For Christmas, knowing that I'm a sucker for cookbooks from the golden age of canned vegetables, Cooper's mom gave me the reissued version of the mid-century classic, The I Hate to Cook Book. A 50th anniversary edition of the book was issued in 2010, complete with a little perspective from the author's daughter, including this:
The I Hate to Cook Book was born from a group of professional women who would have been much happier sipping martinis with thier husbands than spending the cocktail hour in the kitchen, slaving over a hot stove. These friends decided to share their pain (and surefire recipes) with the hope that they could get back at least a portion of that cocktail hour (and keep their families from going on strike at the same time).
This simple little passage gave me a whole lot of new insight into my own cooking personality. I like to cook, of course, and I used to like nothing better than to spend hours in the kitchen, putting together elaborate meals for friends. As I get older, though, I realize that I'd, also, prefer not to miss any of that cocktail hour. If we've got friends over, I want to be with them, not confined to the kitchen, cooking for them.
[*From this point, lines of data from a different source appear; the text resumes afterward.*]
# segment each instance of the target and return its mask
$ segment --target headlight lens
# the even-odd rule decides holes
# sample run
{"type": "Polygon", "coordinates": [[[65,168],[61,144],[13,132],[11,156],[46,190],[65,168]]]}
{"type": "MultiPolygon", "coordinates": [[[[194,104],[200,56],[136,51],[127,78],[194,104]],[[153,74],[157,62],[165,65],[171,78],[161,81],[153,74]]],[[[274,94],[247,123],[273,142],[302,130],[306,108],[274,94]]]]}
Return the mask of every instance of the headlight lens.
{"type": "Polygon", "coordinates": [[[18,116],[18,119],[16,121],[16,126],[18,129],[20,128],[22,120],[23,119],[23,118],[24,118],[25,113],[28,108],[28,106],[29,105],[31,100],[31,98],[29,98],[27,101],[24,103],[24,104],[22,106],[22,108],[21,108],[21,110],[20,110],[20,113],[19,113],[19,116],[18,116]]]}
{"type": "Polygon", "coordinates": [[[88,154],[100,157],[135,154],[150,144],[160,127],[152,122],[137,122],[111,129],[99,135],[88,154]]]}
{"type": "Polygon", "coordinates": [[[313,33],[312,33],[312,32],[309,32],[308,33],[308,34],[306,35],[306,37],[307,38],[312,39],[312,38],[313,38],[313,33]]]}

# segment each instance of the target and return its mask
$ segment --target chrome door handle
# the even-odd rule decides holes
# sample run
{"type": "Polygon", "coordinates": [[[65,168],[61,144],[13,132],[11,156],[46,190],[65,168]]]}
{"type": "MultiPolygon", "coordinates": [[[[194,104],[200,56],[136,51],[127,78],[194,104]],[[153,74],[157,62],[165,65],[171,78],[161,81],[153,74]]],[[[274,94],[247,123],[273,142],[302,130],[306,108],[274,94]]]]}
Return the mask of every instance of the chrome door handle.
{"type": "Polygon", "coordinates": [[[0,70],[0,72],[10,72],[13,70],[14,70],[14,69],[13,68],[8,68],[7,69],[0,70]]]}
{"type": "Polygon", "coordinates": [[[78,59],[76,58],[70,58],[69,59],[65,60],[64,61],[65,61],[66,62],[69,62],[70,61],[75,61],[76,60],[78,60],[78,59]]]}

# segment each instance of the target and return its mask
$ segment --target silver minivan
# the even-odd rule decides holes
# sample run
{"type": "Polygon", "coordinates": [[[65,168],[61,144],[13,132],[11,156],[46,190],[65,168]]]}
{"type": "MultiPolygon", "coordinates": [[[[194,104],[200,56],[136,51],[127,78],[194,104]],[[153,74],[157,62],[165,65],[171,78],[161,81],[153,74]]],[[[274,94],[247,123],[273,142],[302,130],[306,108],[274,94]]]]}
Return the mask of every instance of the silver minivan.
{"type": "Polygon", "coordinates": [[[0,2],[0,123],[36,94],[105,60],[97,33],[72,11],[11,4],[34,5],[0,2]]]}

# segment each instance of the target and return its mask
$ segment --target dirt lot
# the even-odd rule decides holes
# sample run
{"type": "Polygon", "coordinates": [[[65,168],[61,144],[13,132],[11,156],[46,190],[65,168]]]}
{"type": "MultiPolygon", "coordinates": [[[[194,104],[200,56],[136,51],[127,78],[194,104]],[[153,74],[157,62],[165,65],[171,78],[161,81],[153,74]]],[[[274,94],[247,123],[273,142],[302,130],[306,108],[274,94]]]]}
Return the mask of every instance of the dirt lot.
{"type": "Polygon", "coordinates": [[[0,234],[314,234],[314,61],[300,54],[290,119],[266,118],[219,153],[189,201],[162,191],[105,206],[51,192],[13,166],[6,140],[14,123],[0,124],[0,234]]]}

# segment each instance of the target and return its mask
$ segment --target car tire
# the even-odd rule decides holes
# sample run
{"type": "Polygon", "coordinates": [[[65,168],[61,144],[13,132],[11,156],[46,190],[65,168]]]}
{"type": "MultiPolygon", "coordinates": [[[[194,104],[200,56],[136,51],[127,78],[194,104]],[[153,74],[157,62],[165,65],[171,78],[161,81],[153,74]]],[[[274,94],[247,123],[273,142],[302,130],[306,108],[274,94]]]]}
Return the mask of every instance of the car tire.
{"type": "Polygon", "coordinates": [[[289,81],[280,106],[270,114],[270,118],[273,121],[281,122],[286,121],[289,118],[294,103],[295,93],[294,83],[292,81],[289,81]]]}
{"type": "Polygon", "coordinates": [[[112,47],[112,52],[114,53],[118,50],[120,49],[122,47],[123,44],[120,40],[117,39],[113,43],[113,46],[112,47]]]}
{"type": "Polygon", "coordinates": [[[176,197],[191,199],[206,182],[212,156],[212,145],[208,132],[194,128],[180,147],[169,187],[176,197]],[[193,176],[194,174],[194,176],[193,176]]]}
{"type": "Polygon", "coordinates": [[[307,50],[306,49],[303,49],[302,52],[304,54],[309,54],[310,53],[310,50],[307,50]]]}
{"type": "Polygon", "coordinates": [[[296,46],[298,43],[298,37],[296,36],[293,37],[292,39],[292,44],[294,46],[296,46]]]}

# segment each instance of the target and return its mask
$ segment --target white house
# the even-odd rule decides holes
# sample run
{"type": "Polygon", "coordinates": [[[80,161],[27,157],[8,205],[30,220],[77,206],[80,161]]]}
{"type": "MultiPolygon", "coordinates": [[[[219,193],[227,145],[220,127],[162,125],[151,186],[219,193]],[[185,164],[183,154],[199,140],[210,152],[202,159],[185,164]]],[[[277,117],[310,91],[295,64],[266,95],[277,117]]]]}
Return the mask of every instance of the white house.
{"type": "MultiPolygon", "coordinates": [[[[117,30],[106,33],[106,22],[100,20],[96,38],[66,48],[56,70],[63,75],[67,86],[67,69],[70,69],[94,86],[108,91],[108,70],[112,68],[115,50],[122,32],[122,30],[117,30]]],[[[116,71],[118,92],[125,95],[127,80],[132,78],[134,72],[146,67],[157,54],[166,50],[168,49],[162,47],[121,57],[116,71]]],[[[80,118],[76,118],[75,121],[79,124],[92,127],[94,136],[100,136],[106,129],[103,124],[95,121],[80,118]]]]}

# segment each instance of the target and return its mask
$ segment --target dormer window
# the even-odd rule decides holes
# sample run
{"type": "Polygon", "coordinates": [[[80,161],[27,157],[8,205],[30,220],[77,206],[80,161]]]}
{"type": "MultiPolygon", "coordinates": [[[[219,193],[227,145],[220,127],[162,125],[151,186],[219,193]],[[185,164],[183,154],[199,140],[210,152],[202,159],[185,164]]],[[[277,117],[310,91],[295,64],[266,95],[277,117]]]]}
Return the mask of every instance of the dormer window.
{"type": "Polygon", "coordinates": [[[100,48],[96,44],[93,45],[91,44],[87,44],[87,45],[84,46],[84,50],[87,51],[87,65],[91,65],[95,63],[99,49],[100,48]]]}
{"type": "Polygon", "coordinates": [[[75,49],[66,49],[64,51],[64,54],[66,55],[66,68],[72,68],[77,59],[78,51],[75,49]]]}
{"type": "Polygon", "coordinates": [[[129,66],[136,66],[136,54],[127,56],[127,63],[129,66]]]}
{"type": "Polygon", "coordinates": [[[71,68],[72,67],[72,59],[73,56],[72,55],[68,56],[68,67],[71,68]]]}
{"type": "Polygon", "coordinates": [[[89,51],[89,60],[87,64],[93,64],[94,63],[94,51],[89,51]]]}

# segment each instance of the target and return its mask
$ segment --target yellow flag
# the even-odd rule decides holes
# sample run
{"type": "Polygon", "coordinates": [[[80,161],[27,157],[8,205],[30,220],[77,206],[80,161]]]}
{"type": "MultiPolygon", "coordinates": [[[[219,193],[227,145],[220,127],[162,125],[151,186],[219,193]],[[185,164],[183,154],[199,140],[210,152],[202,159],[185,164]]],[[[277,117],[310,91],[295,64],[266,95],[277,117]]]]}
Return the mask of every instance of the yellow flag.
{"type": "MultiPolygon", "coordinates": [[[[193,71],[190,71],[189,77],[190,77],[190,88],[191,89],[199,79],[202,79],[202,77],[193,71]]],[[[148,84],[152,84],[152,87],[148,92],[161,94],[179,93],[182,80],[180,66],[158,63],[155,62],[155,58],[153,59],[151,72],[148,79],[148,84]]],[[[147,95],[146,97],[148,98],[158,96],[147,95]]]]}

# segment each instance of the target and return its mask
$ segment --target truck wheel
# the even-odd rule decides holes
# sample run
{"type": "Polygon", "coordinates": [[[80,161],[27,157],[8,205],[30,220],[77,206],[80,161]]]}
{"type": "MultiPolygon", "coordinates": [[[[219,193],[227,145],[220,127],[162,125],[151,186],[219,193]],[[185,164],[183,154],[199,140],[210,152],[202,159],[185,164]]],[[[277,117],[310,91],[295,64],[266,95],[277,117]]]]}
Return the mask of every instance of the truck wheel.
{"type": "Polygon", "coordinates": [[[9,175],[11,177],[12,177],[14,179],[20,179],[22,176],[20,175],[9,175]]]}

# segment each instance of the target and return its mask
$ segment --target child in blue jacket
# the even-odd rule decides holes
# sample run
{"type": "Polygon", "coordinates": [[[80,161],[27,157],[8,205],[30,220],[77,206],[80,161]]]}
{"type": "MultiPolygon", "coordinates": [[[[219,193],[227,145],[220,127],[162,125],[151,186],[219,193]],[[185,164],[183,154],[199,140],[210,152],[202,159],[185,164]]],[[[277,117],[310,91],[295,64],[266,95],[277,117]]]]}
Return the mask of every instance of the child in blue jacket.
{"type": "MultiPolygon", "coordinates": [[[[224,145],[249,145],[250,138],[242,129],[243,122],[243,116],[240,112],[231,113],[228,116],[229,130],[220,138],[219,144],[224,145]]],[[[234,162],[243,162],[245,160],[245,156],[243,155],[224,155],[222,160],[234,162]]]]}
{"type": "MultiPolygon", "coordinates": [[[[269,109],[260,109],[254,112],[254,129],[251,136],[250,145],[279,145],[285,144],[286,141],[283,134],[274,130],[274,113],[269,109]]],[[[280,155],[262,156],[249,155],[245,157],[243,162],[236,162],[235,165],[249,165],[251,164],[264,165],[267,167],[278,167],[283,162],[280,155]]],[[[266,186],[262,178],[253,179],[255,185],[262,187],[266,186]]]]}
It also gave me more than a little insight into my family's cooking tradition. My mom's a good cook, but I didn't exactly grow up making pasta from scratch in our kitchen. Neither did she. In fact, my grandmother is a perfect example of the ladies for whom the book was originally written. She loved to entertain, and she is great to go out to dinner with, but she has never understood why my mom or I might actually want to cook dinner. You should see the look on her face if she finds out one of us got a new kitchen tool for Christmas or a birthday. She doesn't even consider them actual gifts.

It's easy to see now, though, that she's just a product of her time. Like my mom, with her Julia Child books, were a product of hers, and I, with my combination of French Laundry and Barefoot Contessa, am a product of mine.

But back to the book. I'd be remiss if I didn't share at least one recipe because, though I can identify with the women the book was originally written for, I cannot identify with their taste buds. Consider the clam whiffle. No, really - think hard about whether you'd eat this:

3-4 servings

(A whiffle is a souffle that any fool can make. This is a dandy recipe for those days when you've just had your teeth pulled. It has a nice delicate flavor, too, and it doesn't call for anything you're not apt to have around, except the clams. You can even skip the green pepper.)

12 soda crackers (the ordinary 2-inch by 2-inch kind)
1 cup milk
1/4 cup melted butter
6.5-ounce can minced clams, drained
2 tablespoons chopped onion
1 tablespoon chopped green pepper
1/4 teaspoon Worcestershire sauce
dash of salt, pepper
2 eggs, beaten together

Soak the crumbled crackers in the milk for a few minutes. Then add everything else, eggs last. Pour it all into a greased casserol, and bake it in a 350 degree oven for forty-five minutes, uncovered.

That's it. Is it simple? Yes. Quick? Totally. And does the mere thought of it turn my stomach? Absolutely. A good reminder that I'm glad I was born right when I was.


Erin said...

The trend you're observing probably also has something to do with how houses are designed today versus 50 years ago. Older houses tend to lack open floor plans and have small enclosed kitchens, whereas today, people see the kitchen as the central open space, thus allowing cocktail hour to happen there as opposed to the living room. I guess it's kind of a which came first situation, but something to think about.

Kit Pollard said...

I actually almost wrote something about open kitchens in that post. My guess would be that architects started designing for the "modern family" which included a wife who didn't want to be tucked away, and no servants - so it was the behavior that came first.

But yeah, it's definitely connected.